For many people, cavities are immediately associated with pain. It's no surprise, considering that cavities can be quite painful. However, if you're worried that you might have a cavity or are just curious, you might wonder if every cavity hurts. The simple answer is that no, not every cavity will necessarily hurt you. Here's a breakdown of why and what you should do if you suspect you have a cavity.
The Early Stages
In the early stages of a cavity developing, it's very rare for pain to occur. This is because of the way that your teeth are built.
Teeth are made of bone, but they have multiple layers within the tooth. On the outside is the enamel, the hard shell that protects the rest of your tooth. Beneath that is the dentin and pulp.
When a cavity breaks through the enamel, there's generally no pain.
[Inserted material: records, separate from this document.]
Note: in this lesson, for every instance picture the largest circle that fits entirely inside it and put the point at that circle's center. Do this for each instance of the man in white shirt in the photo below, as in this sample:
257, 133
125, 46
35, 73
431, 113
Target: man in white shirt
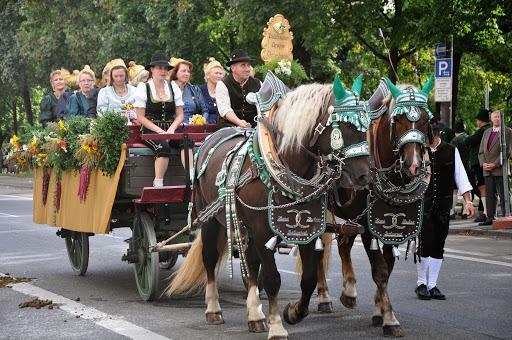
234, 110
445, 160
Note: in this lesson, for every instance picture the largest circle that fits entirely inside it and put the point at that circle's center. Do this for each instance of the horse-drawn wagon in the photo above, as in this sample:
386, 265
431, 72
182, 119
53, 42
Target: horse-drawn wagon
156, 216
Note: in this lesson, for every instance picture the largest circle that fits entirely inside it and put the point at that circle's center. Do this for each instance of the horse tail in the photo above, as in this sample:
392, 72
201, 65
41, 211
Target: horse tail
191, 275
327, 241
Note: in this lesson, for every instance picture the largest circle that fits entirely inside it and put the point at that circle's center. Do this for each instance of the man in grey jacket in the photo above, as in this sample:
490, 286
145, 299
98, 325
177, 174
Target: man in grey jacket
489, 158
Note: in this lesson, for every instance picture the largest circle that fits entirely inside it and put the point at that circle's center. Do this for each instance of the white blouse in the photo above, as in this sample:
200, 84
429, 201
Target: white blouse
109, 100
141, 96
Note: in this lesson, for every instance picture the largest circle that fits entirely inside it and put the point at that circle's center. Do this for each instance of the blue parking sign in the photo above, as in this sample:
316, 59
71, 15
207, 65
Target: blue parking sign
443, 68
This is because the enamel doesn't contain any nerve endings. Nerve endings are responsible for sending signals to the brain indicating that something is wrong, like pain. The dentin is also almost completely devoid of nerve endings, but the pulp contains many of them.
What this means is that while the bacteria and plaque in your mouth slowly chew through the tooth, you won't feel anything at first. It's actually possible to see a shallow hole in your tooth and still have no pain. Until the cavity progresses far enough, you'll likely be comfortable. However, once the pain starts, it's critical that you get help.
After a Root Canal
Of course, not every tooth has nerve endings. All healthy teeth should, but if you've undergone a root canal, those nerve endings are gone. Root canals remove all the interior tissues of a tooth during the procedure, which includes the nerve endings. With the pulp and dentin taken out, there's no way for the brain to receive a signal if the tooth is damaged or develops a cavity. While teeth that receive root canal are often protected by dental crowns, it's not impossible for a tooth that has had a root canal to experience a cavity. Unfortunately, without a warning sign, it's up to you to notice the cavity or a dentist finding it to prevent the tooth from being lost.
If you think you might have a cavity, the best thing you can do is reach out to a dentist. At the end of the day, getting a cavity treated that isn't deep and doesn't feel like anything is typically easier for patients to go through. In some cases, anesthesia may not even be necessary if the cavity is still in the enamel level of the tooth.